Does anyone know anything about this delivery, I can't find any info at all. Did they repop these ?
 Thanks in advance, Lee


----------



## morton (Aug 6, 2017)

I've seen this one but not the delivery. Would be very surprised if it was.


----------



## rollfaster (Aug 6, 2017)

only seen a few of those, real deal lee.


----------



## ridingtoy (Aug 6, 2017)

I have one of the regular Sky King repops but never saw a delivery Sky King before. It looks the real deal to me, too, especially with those balloon tires!
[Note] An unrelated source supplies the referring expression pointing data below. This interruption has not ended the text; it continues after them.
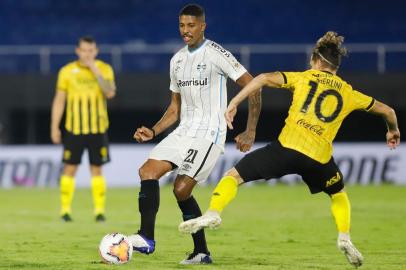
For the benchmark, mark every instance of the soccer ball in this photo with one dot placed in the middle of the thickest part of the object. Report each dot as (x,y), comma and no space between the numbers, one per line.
(115,248)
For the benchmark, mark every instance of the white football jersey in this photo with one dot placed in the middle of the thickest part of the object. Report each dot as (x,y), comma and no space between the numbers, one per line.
(200,76)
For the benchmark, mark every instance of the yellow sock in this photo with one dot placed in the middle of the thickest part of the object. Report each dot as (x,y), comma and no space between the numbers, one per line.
(341,208)
(224,192)
(99,194)
(67,188)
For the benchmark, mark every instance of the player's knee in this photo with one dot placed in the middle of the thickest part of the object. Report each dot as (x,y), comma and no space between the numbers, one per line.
(234,173)
(180,193)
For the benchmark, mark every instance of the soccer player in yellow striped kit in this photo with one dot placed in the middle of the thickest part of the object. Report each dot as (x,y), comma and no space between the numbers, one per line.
(83,86)
(321,101)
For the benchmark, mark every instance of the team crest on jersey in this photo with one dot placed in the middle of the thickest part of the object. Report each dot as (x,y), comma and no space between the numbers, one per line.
(201,67)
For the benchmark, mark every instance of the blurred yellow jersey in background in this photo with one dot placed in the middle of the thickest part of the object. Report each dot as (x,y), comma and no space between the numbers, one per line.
(86,108)
(321,101)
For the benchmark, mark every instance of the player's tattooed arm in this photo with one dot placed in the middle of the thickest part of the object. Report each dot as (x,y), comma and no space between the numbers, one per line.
(274,79)
(389,115)
(246,139)
(170,117)
(108,87)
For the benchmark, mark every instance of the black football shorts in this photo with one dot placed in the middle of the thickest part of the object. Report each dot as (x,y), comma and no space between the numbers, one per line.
(96,144)
(275,161)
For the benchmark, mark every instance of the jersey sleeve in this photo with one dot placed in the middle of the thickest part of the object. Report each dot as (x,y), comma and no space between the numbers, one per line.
(62,83)
(173,85)
(108,73)
(361,101)
(227,63)
(290,79)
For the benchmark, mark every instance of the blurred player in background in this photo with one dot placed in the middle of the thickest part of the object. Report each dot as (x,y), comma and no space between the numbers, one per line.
(321,101)
(198,74)
(83,85)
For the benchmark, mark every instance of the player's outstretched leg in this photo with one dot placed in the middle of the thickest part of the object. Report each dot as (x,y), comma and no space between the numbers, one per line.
(99,197)
(148,203)
(222,195)
(341,209)
(182,190)
(67,188)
A more rare 1930s trike to find, that's for sure.

Dave


----------



## Overhauler (Aug 6, 2017)

Thanks for the response guys, any ideas of value as is ?
 Thanks, Lee


----------



## Cowboy in NC (Aug 25, 2017)

I had seen only a picture of only one other years ago- That`s a Rare Bird... Deluxe 1930s Tricycle and Wagon made together.  I would guess in an Ebay situation, $500- $700 in your condition. Private Sale- maybe more, maybe less--Depends on your buyer.
It`s a nice piece...-----Cowboy


----------



## stoney (Aug 25, 2017)

I have never seen one of those, that be no repop. Very cool


----------



## markivpedalpusher (Aug 25, 2017)

This definitely a sweet little machine. The front wheel is super wide - possibly replaced but the trike is cool proof!


----------



## Cowboy in NC (Aug 25, 2017)

No, some of these came with Pneumatic Tires- I think it`s original. This was a higher end Tricycle in the 30s...---Cowboy


----------



## markivpedalpusher (Aug 25, 2017)

Understood, I have an og skyking jr. - the back wheels on this one looks wide too, very cool


----------



## mazdaflyer (Aug 25, 2017)

Or did someone weld the front end of a trike to a Scamp wagon?


Sent from my iPhone using Tapatalk


----------



## Oldbikes (Aug 25, 2017)

mazdaflyer said:


> Or did someone weld the front end of a trike to a Scamp wagon?
> 
> 
> Sent from my iPhone using Tapatalk




My thoughts exactly! I own both, an original Sky King and Scamp and it
certainly looks like they were mated...? 


Sent from my iPhone using Tapatalk


----------



## Freqman1 (Aug 29, 2017)

Oldbikes said:


> My thoughts exactly! I own both, an original Sky King and Scamp and it
> certainly looks like they were mated...?
> 
> 
> Sent from my iPhone using Tapatalk



@Oldbikes I sent you a PM last week. Get back to me when you get a chance. V/r Shawn


----------